Lots of posters are referencing OP's DH watching women being "gang raped"...have I missed something? Was it definitely not consensual group sex? From the OP it doesn't seem clear that this is the case.

Dancinggoat · 02/12/2017 15:44

Whether you agree with the porn or not is irrelevant to me.
To me a relationship is between two people. I love a chat and laugh with friends but never talk about anything personal to them about him. Equally he wouldn't tell his friends anything personal about me.
If you don't like him watching porn fair enough but sort it privately.
Relationships to me are based on trust and if I couldn't talk to my other half without the knowledge it was between us there would be little relationship there. The personal stuff kept personal.

stitchglitched · 02/12/2017 15:54

How would anyone even know if this woman consented?

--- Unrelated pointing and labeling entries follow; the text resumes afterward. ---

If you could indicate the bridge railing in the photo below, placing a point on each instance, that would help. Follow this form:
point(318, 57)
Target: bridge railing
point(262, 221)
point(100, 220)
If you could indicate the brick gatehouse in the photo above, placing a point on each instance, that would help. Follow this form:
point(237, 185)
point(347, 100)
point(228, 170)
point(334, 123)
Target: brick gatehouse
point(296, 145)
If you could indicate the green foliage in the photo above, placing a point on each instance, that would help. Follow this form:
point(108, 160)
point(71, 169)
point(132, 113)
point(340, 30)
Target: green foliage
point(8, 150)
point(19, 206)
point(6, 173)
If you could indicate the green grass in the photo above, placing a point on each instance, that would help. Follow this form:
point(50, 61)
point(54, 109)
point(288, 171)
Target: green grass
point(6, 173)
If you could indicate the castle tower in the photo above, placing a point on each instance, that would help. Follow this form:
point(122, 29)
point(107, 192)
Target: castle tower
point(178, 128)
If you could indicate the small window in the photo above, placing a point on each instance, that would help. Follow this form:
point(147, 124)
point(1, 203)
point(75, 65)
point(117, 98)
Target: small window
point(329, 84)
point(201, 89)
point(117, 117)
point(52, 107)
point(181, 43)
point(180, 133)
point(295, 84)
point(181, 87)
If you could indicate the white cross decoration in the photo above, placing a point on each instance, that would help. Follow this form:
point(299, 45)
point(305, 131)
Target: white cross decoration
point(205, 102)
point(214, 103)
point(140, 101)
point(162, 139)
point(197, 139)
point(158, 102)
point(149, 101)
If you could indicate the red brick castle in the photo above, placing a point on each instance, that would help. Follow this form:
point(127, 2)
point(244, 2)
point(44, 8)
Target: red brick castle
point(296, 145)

Some women in the porn industry are trafficked, coerced and raped. Many of the women have a background of abuse. I would also hazard a guess that any producer who chooses to film 8 men on 1 woman doesn't really care very much for the welfare of the woman involved.

Would anybody find it acceptable for 8 men to visit a prostitute and all have a go at the same time? I would hope not, even if she said yes, because people would recognise the potential for the woman to be vulnerable, coerced, only agreeing for financial reasons. That doesn't change just because a camera is rolling.